Ésa era otra de las cualidades de Ana: era capaz de imitar todo tipo de voces a la perfección, lo que le había permitido salir airosa de más de una situación comprometida.
La joven permanecía con la cabeza gacha. Era incapaz de resistir su mirada gélida y sarcástica.
—¡Ah, querida! Según tú, ¿qué debería hacer contigo? No quiero, pero me obligas a ser mala —susurró a su oído mientras clavaba con fuerza sus afiladas uñas sobre su antebrazo.
Violeta reprimió un grito.
Un señor ataviado con un mono azul golpeaba con los nudillos el cristal de la cabina. No entendía por qué aquellas mujeres se entretenían tanto si no la estaban utilizando.
—Vamos, pequeña —dijo agarrándola del hombro—. Ya sabes que detesto llamar la atención. Para vivir entre los mortales hay que saber cómo guardar las apariencias, y eso es justo lo que tú no respetas.

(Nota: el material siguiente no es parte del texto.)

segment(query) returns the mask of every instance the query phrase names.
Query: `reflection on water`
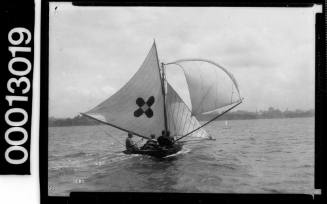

Ambas mujeres abandonaron la cabina bajo la atenta mirada del operario. Ana pestañeó y después le sonrió con fingida expresión atribulada. Al instante, el hombre pensó que era tímida y que lamentaba haberse entretenido más de la cuenta en hacer su llamada. Nunca habría podido imaginar que acababa de cruzarse con una mujer-vampiro. Pero era lógico, porque los no-muertos, cuanto más pretéritos, más hábiles se vuelven para desarrollar el engaño, la mentira y la capacidad de imitación. Consiguen transformar toda suerte de situaciones en su beneficio.
De camino a casa, Ana seguía manteniendo la presión sobre el brazo de la joven y Violeta tenía la impresión de estar sujeta por una garra de acero.
—Ya que ha salido el tema de tu madre —le susurró al oído—, me gustaría saber hasta qué punto la quieres.
—Es mi madre y la quiero.
—Si tanto la quieres, deberías ser más obediente. No querrás que le pase nada malo, ¿verdad?
—Por favor, no la metas en esto. Bastante ha sufrido ya en la vida.
—No he sido yo quien lo ha hecho, querida. Además, te recuerdo que tu abuela está muy delicada y que si a tu madre le ocurriera algo quizá no lo soportaría.
—¿Qué quieres decir? ¿Qué es lo que piensas hacer?
—Sé lo de las depresiones. Tu abuela nunca ha sido una mujer fuerte. Si yo estuviera en tu situación, procuraría que no se llevara disgustos innecesarios —amenazó al tiempo que esbozaba una sonrisa.
La joven sintió un vuelco en el corazón.
Era cierto lo que decía: su abuela siempre había tenido un carácter depresivo y cuando murió su hijo —el padre de Violeta— optó por encerrarse en casa. Se negaba a salir y a pesar de que cuando Violeta iba a visitarla intentaba disimular su estado de ánimo, la joven sabía a la perfección que más de una vez había acariciado la posibilidad del suicidio.
—Ya me tienes a mí. ¿Qué más quieres?
—Que dejes de hacer tonterías que pongan en peligro mi supervivencia. Sólo eso —recalcó volviendo a clavar sus uñas en el brazo de la joven.
—Haré lo que quieras.
Al principio las visitas de Jeromín a casa de Analisa eran esporádicas, pero con el paso del tiempo comenzaron a hacerse más frecuentes, sobre todo después de que la no-muerta adoptara la costumbre de alimentarlo cada vez que se presentaba la ocasión. Jeromín no tenía dónde caerse muerto y Analisa se había dado cuenta de que el joven sólo era un alma torturada que vagaba en busca de comida y de cariño. En el fondo, aunque parecían muy diferentes, no lo eran tanto.